There are so many ideas thrown around about how to motivate employees.
Fundamentally is it not about having a clear Purpose that your employees will want to jump out of bed for on a cold and wet Monday morning to achieve?
We overhauled our business model and value proposition at Collingwood nearly 3 years ago. Although we were a very profitable business that had clients queuing up to work with us, when we sat around a table and ask our team if we were enjoying what we did, the resounding response was NO!! So the financials were working for everyone but we were all miserable!
A few years on we now have a Value Proposition that excites us and one which adds value to our clients, our candidates and our employees. It has been a very hard and painful journey but allows us to open our eyes each Monday morning and know why we turn up for work and MONEY is not our primary motivation.
I agree with this article in that employees are more motivated when they are adding value to both themselves and their key stakeholders.

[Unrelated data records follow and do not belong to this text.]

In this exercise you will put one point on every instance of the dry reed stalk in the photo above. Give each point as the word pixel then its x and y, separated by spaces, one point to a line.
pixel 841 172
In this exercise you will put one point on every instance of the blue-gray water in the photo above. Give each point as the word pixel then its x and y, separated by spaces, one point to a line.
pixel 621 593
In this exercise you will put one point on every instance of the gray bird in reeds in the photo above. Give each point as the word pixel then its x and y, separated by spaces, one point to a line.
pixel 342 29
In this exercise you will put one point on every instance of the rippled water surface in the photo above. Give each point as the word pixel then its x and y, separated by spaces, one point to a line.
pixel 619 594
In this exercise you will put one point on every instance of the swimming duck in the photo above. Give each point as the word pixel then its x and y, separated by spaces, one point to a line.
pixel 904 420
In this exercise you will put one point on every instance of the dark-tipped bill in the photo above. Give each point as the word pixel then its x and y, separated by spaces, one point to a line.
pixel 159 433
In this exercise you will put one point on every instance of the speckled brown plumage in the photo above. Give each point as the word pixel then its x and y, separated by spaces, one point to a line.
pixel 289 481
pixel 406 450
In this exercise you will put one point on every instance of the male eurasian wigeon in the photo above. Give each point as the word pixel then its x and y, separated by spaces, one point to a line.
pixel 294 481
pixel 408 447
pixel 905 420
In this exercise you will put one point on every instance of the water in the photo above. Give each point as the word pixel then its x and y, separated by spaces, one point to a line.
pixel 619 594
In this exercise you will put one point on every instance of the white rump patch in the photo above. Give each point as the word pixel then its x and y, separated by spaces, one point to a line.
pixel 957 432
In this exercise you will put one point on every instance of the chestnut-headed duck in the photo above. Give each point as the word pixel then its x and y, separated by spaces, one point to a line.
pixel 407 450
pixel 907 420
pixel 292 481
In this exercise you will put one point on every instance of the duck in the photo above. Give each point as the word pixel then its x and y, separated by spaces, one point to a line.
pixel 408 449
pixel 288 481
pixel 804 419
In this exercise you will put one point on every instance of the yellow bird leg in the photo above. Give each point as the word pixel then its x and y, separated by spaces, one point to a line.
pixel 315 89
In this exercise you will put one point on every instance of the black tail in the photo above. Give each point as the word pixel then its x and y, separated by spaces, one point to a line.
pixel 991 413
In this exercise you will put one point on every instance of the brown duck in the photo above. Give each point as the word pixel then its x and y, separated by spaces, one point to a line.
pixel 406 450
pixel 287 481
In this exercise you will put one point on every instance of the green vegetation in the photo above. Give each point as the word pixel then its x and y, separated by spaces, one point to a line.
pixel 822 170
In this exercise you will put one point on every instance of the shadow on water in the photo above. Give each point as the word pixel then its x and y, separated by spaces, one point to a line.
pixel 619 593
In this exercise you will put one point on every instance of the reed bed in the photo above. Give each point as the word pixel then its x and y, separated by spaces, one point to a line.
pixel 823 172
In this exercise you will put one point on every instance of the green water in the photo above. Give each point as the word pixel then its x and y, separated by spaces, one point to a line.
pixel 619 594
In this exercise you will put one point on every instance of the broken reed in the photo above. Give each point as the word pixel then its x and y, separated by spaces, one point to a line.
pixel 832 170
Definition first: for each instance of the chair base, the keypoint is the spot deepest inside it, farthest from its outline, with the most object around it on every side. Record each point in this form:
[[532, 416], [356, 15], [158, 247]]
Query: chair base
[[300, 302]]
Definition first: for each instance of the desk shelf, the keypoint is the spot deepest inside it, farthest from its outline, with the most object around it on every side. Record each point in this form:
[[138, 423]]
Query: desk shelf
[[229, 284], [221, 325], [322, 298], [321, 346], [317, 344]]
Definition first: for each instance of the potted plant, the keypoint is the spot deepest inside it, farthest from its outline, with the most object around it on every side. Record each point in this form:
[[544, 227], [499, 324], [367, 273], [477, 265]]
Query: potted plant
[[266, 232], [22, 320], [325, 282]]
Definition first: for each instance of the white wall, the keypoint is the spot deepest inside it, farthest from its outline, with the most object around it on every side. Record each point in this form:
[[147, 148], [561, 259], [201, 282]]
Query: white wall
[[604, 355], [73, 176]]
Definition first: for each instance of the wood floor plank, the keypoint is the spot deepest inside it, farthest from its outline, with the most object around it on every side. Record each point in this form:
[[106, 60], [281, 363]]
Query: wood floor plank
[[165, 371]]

Hundreds of studies in management and psychology have examined how organizations can increase worker motivation. Most theories, grounded in the job design literature, argue for redesigning or recrafting jobs — for example, by adding variety or increasing autonomy to people’s work. As I discussed in another post, Brad Staats of the University of North Caroline at Chapel Hill and I demonstrated the success of these approaches by analyzing 2 ½ years of transaction data from a unit at a Japanese bank that processes applications for home loans. Mortgage processing involved 17 distinct tasks, including scanning applications, inputting application data, and doing a credit check. We found that adding variety to the tasks workers completed from day to day (by having them working on different distinct tasks rather than focusing on the same one) improved their motivation and productivity.